There are exceptions to this rule for court orders, the 24/7 sobriety and drug monitoring program, child support suspensions and some juvenile suspensions.

Getting a Nevada a License Reinstated

A person who has had their license suspended or revoked can get their license reinstated through the Nevada DMV. First, they may need to take certain court actions. If a person’s license is suspended because of a court order related to a failure to appear, the person must appear in court and resolve an outstanding warrant with the court before contacting the DMV.

The court will issue a clearance letter. Many Nevada courts notify the DMV of the clearance letter electronically. After the court has given the DMV the clearance letter, the person must reinstate their license in person at a DMV office.

A person who is reinstating a license after a DUI must present a certificate of compliance at a DMV office and follow other reinstatement procedures, including written testing, getting SR-22 insurance and paying reinstatement fees.

Requirements for Teen Drivers

A teen charged with driving without a license may never have had a driver’s license initially. A person under the age of 18 who applies for an instruction permit, driver’s license or driver authorization card is required to give the DMV proof that they meet the minimum Nevada school attendance requirements.

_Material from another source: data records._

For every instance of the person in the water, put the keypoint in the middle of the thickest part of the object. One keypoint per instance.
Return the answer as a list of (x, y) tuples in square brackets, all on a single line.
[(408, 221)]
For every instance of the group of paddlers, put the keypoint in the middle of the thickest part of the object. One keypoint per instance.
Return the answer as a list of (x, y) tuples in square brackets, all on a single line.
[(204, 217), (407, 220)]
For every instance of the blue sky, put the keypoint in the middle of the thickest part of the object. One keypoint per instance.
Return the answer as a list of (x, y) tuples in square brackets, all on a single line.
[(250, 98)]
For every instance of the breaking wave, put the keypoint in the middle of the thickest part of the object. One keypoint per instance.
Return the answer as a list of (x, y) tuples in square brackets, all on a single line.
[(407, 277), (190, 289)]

The applicant must submit a certification of attendance form (DMV 301) to apply for an instruction permit. If a student’s permit or license is suspended because of truancy, they must submit a new DMV 301 when they reinstate their permit or license.

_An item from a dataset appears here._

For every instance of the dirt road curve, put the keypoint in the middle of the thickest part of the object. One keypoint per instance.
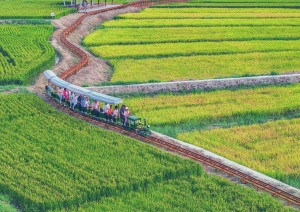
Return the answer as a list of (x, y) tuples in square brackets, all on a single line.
[(98, 70)]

Nevada Driver Education Courses

In Nevada, most beginning drivers under age 18 are required to complete a driver education course. A teen can enroll starting at age 15. There is no exception for home-schooled students. The three options for driver education courses are:

  • Attend a classroom course and complete 50 hours of behind-the-wheel experience.
  • Complete an online course and 50 hours of behind-the-wheel experience.
  • Complete 100 hours of driving experience only if a classroom course is not offered within a 30-mile radius of the individual’s residence, and they do not have access to the internet.

A professional school will issue a certificate of completion to be presented to the DMV when they apply for their full license. If a high school does not issue a certificate of completion, a report card or an official transcript is acceptable. The driver education course is not a requirement to get an instruction permit; it is a requirement for a driver’s license.

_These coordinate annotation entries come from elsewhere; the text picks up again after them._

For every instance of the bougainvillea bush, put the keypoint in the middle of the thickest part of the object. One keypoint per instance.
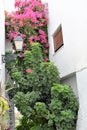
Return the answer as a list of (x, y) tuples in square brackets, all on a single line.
[(30, 21), (44, 103)]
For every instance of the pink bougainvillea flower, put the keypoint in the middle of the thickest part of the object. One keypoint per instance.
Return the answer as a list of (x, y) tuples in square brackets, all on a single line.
[(6, 23), (46, 51), (41, 32), (24, 44), (45, 59), (28, 70), (23, 36), (22, 55), (47, 45)]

Obtaining a Learner's Permit

A young driver can get an instruction permit at age 15 and a half. They must present proof of their identity and a Nevada residential address unless they already have a Nevada ID card. Proof is typically a certified, U.S. birth certificate, a Social Security card and two documents to prove a residential address.

An instruction permit is valid for one year. If a permit has expired, the teen must apply for renewal in person at a DMV office, and the parent or guardian has to sign another financial responsibility statement. A motorcycle permit is valid for one year or until the rider turns 18.

The Nevada DMV can require testing, cancel a permit or deny the renewal if the applicant has been convicted of traffic violations or other offenses related to license suspension or revocation.

Applying for a Full Nevada Driver's License

An individual must be 16 years of age to apply for a full license. They must also have:

  • Valid instruction permit for at least six months prior to applying.
  • No at-fault crashes in the six months prior to applying.
  • No moving violation convictions in the six months prior to applying.
  • No alcohol or drug convictions of any kind in the six months prior to applying.